Je remercie Mme Nicole Belloubet, garde des Sceaux, ministre de la justice, d'avoir trouvé le temps de répondre à notre demande d'audition, une audition brève car ponctuelle. Nous aurons l'occasion de la retrouver prochainement pour l'examen du budget de son ministère.
Madame la ministre, mes chers collègues, la loi du 23 mars 2019 de programmation 2018-2022 et de réforme de la justice a prévu la fusion des tribunaux de grande instance et des tribunaux d'instance au sein de tribunaux judiciaires, et ce au 1er janvier 2020. Cette loi a également prévu une possibilité de spécialisation des juridictions. Cette réorganisation territoriale de la justice doit être mise en oeuvre par le Gouvernement par la voie réglementaire.

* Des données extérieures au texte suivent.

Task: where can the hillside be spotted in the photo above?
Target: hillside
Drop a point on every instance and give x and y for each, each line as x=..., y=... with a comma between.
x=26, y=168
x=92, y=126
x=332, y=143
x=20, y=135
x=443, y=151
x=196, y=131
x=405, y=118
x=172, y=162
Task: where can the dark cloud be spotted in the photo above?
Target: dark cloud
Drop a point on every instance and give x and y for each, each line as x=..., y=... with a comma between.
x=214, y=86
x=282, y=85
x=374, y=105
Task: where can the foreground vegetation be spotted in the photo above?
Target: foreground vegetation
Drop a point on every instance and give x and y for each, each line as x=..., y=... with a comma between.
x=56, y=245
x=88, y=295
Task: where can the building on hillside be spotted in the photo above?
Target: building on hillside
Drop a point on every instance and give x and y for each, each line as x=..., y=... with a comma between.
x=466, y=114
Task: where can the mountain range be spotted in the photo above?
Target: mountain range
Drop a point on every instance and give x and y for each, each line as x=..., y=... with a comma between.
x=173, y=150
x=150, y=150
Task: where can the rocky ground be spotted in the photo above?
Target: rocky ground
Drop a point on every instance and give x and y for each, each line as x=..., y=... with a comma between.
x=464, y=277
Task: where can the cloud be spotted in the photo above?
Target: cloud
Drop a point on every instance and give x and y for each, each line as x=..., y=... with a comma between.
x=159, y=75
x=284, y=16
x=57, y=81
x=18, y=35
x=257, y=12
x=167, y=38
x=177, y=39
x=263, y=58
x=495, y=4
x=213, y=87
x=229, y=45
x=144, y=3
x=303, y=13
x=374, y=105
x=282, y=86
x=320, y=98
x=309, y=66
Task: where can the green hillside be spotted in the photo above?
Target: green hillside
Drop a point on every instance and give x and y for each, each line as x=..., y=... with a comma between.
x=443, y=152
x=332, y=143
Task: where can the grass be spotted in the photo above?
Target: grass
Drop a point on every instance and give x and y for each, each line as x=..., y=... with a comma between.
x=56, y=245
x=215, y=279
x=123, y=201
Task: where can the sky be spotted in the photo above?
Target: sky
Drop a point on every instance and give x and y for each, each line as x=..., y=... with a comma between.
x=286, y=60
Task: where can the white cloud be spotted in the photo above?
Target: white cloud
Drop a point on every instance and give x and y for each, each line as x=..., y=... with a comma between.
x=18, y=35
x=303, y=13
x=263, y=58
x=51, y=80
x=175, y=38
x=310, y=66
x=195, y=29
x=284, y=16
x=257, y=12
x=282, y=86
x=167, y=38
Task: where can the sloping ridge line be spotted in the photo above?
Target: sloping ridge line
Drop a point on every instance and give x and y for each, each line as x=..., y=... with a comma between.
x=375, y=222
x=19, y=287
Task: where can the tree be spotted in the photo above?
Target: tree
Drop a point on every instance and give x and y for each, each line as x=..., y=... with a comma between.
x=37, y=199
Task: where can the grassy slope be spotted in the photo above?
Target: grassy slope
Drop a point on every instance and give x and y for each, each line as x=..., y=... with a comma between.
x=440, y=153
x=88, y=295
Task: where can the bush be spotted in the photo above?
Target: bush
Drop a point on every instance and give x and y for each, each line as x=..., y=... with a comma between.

Les matières civiles, les délits et les contraventions qui pourront donner lieu à une spécialisation des tribunaux judiciaires ont été déterminés en tenant compte, selon les termes de la loi, « du volume des affaires concernées et de la technicité de ces matières ». C'est un décret en Conseil d'État, pris le 1er septembre dernier, qui met en oeuvre ces dispositions.
Il reste maintenant au Gouvernement à déterminer par décret simple les tribunaux judiciaires qui seront concernés par la spécialisation, de même que les tribunaux dans lesquels sera supprimée la présence d'un juge d'instruction par un regroupement des cabinets d'instruction.
Le Sénat n'a pas approuvé cette mesure de spécialisation. Il estimait à l'époque qu'elle porterait atteinte à la proximité de la justice dans les territoires. Nous en avons débattu, et il nous revient d'être d'autant plus vigilants sur son application.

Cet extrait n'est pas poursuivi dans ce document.